Lucio parecía haber recrudecido su odio hacia mí, lo noté mirar hacia los lados, olfatear el aire y escuchar con atención. Quise creer que esa reacción era parte de su trabajo impuesto y no un intento por escapar o llamar al resto de su manada. Quería decirle que lo sentía, que podía contar conmigo, pero la cobardía de saberme una cazadora de su especie me lo impedía. Un conspirador no debía simpatizar con los engendros, ese era el lema que debíamos llevar en nuestra mente y por lo que habíamos jurado proteger a la humanidad.

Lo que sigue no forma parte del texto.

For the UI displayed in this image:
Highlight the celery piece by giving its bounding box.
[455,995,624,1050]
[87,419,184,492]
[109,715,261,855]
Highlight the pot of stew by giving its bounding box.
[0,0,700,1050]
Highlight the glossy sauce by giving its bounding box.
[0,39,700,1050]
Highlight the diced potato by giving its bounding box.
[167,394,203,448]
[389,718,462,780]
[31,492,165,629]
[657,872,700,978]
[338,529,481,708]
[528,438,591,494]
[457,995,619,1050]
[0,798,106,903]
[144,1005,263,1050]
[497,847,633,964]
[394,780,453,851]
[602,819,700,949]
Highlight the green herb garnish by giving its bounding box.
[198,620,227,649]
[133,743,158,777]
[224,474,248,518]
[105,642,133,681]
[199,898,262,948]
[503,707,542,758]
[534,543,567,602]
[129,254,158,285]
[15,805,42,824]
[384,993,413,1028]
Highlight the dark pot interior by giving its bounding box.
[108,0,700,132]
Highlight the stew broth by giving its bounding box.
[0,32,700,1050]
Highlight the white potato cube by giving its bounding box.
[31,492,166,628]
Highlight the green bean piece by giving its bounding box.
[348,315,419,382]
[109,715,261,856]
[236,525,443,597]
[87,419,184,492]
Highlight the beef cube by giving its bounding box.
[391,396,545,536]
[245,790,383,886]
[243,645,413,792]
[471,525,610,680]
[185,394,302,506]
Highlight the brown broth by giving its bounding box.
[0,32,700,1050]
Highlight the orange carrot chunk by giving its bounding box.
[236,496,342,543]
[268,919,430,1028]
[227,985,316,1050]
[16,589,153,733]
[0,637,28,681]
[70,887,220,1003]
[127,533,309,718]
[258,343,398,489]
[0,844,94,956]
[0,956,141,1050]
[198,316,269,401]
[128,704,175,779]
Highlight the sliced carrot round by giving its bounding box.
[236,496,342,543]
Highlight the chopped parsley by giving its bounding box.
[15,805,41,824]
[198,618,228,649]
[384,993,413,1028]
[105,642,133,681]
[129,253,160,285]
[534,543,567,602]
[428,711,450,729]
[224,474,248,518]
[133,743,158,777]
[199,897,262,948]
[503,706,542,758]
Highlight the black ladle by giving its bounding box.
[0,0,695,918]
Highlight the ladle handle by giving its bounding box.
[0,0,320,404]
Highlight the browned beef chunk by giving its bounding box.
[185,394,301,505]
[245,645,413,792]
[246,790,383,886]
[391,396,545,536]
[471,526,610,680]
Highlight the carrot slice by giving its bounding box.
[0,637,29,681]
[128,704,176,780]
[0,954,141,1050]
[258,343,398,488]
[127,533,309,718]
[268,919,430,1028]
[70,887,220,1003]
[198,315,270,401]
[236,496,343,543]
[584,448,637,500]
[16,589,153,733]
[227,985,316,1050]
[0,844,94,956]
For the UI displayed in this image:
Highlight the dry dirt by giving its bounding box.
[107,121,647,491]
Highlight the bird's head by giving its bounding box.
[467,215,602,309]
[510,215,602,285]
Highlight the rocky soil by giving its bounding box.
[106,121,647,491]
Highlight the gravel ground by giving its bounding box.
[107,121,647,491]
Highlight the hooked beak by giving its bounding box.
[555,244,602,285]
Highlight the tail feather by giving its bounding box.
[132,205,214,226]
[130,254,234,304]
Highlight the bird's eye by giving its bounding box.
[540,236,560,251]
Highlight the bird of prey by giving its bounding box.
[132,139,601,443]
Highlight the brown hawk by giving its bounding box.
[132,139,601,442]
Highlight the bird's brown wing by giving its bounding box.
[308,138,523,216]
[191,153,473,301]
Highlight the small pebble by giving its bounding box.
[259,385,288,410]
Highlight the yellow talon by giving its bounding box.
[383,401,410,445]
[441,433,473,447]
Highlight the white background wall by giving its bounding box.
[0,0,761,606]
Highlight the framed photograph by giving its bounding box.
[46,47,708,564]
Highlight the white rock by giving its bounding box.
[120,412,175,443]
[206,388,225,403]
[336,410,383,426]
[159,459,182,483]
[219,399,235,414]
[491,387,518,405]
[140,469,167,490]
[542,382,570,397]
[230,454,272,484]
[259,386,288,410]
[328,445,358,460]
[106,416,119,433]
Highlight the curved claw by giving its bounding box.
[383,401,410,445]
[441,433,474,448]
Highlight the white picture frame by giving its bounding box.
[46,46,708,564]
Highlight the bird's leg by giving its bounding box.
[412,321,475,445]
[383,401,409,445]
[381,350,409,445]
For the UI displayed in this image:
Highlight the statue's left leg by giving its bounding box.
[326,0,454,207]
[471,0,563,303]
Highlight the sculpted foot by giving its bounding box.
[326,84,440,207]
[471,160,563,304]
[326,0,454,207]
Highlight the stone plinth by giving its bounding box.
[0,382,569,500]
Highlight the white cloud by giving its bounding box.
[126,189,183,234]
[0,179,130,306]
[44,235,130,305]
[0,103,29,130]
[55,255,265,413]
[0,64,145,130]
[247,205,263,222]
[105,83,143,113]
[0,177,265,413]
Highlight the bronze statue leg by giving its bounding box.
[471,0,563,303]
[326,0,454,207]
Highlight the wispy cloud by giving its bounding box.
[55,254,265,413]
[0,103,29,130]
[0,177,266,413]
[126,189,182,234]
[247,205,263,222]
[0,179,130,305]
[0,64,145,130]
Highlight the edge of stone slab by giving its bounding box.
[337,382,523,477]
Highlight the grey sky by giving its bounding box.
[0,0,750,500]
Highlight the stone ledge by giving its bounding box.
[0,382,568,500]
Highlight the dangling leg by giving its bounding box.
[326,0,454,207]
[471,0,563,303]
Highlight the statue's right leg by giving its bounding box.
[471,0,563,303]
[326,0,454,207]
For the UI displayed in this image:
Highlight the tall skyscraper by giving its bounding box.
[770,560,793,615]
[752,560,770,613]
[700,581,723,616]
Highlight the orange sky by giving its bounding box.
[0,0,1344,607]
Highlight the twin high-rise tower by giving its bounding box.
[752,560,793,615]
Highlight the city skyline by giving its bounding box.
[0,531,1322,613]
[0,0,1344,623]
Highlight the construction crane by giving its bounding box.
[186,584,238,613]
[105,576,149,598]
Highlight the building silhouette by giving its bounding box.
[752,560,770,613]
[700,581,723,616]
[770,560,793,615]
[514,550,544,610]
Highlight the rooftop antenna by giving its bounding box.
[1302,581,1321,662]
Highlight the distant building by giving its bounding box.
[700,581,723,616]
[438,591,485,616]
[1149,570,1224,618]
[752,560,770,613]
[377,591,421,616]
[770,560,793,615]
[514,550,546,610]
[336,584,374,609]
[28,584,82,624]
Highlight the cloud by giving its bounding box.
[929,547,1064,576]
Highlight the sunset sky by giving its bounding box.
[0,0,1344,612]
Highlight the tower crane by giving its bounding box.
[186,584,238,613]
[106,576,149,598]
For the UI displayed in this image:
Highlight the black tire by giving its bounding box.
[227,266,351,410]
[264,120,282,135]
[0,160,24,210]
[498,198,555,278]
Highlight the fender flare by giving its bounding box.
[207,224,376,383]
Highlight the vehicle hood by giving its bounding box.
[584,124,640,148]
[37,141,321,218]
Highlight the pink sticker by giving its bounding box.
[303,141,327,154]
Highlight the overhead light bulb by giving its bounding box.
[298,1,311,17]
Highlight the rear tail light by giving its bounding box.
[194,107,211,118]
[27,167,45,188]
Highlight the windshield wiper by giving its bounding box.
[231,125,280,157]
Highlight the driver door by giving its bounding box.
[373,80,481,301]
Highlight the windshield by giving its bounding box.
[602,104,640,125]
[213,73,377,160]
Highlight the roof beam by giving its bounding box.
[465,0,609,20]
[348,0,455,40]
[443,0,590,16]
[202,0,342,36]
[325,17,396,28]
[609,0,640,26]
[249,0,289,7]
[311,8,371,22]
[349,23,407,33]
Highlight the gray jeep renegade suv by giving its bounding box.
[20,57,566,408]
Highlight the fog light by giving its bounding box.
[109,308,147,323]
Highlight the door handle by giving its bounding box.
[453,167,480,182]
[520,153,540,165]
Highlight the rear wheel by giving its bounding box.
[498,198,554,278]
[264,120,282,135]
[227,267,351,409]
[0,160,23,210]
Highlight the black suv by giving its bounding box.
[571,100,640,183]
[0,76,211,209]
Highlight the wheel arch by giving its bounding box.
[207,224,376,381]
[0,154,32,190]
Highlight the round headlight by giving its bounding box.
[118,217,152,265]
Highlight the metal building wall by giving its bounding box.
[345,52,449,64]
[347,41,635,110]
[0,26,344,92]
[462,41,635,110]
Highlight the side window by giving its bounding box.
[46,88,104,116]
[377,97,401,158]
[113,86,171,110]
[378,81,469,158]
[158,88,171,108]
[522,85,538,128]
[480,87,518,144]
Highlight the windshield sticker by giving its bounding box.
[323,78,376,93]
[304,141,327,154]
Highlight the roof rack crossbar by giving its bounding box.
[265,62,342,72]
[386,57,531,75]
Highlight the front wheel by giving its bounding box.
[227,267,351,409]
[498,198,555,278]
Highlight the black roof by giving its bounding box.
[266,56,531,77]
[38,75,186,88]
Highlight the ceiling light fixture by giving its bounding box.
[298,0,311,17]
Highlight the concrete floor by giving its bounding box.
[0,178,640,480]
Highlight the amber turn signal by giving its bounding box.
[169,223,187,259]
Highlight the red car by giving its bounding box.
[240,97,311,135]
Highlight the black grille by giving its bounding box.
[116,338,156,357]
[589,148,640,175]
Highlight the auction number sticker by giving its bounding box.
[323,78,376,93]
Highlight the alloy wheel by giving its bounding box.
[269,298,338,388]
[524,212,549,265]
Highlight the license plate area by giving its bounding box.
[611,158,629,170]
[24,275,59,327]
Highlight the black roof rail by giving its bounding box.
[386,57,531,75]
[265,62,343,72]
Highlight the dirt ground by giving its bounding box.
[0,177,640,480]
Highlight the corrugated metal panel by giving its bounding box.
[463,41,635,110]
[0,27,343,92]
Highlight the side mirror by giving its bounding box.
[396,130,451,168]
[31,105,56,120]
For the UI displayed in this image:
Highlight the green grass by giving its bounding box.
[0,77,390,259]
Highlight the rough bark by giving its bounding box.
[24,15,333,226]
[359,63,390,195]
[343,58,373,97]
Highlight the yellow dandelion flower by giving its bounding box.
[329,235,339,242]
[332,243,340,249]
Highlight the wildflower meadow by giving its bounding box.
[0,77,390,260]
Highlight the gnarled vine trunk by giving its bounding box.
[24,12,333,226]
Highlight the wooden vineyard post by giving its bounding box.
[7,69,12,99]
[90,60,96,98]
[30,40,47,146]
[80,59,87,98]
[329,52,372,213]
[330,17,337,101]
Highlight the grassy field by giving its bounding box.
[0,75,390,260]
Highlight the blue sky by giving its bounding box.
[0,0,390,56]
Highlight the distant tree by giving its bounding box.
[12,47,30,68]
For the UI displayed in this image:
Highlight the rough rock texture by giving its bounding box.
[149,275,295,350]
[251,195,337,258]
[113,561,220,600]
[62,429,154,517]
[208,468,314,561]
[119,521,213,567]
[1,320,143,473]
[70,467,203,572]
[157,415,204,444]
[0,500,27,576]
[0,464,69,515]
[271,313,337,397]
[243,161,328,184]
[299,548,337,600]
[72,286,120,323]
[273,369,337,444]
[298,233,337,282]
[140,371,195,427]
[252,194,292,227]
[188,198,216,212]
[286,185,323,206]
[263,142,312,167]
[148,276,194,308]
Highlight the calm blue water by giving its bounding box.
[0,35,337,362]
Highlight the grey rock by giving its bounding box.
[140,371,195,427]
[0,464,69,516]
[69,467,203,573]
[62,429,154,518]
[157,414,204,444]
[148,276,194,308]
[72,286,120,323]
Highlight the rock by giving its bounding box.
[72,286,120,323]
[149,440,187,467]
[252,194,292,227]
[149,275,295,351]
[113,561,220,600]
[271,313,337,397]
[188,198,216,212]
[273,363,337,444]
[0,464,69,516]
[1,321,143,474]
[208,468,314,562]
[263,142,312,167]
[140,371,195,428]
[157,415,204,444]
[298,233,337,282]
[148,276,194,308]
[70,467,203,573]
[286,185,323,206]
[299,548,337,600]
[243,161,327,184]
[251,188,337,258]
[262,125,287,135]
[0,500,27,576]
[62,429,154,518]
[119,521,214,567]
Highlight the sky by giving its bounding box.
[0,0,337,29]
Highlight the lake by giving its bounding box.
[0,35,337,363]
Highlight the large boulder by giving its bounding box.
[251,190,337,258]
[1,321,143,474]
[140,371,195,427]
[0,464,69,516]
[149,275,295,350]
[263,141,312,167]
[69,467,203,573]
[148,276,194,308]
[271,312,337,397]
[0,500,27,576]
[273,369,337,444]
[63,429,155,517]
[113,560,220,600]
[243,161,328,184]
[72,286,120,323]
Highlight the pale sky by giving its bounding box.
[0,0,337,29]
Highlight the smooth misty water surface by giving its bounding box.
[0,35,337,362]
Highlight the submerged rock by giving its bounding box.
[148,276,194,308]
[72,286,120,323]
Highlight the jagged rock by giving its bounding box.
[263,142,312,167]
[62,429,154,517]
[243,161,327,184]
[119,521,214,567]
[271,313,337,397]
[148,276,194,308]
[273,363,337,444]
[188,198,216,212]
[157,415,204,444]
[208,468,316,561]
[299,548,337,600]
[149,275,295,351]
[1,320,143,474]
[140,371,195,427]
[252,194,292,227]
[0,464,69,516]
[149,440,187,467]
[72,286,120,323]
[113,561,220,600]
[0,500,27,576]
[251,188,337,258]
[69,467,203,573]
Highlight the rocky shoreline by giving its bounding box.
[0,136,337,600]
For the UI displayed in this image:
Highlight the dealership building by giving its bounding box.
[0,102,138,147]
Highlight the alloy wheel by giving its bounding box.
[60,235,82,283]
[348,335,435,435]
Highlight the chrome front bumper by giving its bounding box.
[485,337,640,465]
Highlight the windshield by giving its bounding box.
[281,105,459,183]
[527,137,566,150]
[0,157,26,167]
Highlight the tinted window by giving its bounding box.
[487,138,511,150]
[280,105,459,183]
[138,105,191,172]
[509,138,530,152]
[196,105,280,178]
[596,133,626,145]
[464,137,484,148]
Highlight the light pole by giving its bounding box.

Nos enseñaban que, primero, éramos nosotros, nunca ellos. Los engendros eran la escoria del mundo, no merecían nuestro respeto. Nos habían inculcado mucha basura más al trabajar para La Hacienda. Juan nunca siguió al pie de la letra esas directrices. Yo pensaba hacer lo mismo.
—¿Sabías lo que nos iban a hacer? —Silvestre estaba de pie frente a mí. Choqué contra su pecho antes de darme cuenta.
—¿Qué? —Confundida, di un paso hacia atrás.
—¿Conocías el dispositivo que nos implantaron? —repitió la pregunta y caí en la cuenta de lo que se refería.
—No. Fue la primera vez que lo vi —le respondí con calma, pero con cierta vergüenza al reconocer que La Hacienda, no nos contaba todo lo que traía entre manos.
«Aunque no tendría que sorprenderme».
—Mmm… te voy a creer. —Bajó la mirada y se apoyó contra un auto.
—Claro. Gracias por el voto de confianza. —Hice lo posible para que mi sarcasmo se notara—. No necesito que me creas. Juan no necesitaba un creyente.
Silvestre me miró con tristeza.
—Es bueno ver cómo te aferrás a su persona todavía hoy. —Se frotó las manos y las puso en los bolsillos del pantalón—. Por más que no esté, seguís pensando en él como tu verdadero mentor.